Uranium Companies

There are very few pure uranium companies. Most companies, especially the small exploration type, are active in more than the uranium industry. This blog makes no attempt to guage the percentage of a companies activity that are related to the finding, mining or processing of uraniun. They all do, however, have some uranium activities (to the best of our review).

Merv's Uranium Indices

I have developed two Uranium Indices. They each have the same component stocks but are calculated using different methodologies. My weekly Index is based upon the average weekly performance of the component stocks. My daily Index is based upon the daily average of the component stocks open, high, low and close prices along with the daily average volume of all component stocks.

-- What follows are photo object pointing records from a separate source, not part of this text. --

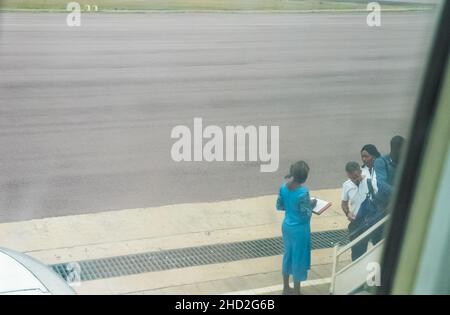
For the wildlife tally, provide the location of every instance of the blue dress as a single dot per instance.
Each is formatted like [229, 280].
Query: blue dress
[296, 231]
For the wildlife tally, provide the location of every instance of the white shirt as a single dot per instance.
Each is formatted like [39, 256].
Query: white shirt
[366, 172]
[356, 194]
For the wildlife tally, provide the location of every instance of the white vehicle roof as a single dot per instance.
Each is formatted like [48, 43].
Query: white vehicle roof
[23, 275]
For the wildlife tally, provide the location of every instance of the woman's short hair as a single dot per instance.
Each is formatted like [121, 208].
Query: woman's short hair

Click on the chart or table to enlage the view.

11 December 2010

Merv's Weekly Indices 11 Dec 2010


Anonymous said...

Hi Merv, I have a technical question related to the US Dow Jones Index. (A little off topic, but may impact all stocks trading in the US).

I'm looking at a weekly chart of the Dow over the past 2 years with RSI set at 50.

I see a RSI peak in Feb 2010 just over 70. Since then it looks like it is in a downtrend similar to the downtrend in 2008 before the crash. The Dow is in a slight uptrend so there is a divergence.

I'm not sure how to analyze this. Can it be a signal for something on the horizon next year?

Can you take a quick look if you have the time? Thanks!

Merv said...

I'm running late today but will try and respond later in the evening or tomorrow morning.

Merv said...

I’m confused. I see no similarity between the weekly Dow or a 50 unit weekly RSI now versus 2008 or before/during the crash.

The Dow peaked in Oct of 2007, the 50 unit RSI peaked in June 2007. By the beginning of 2008 we were already in a bear market per the Dow.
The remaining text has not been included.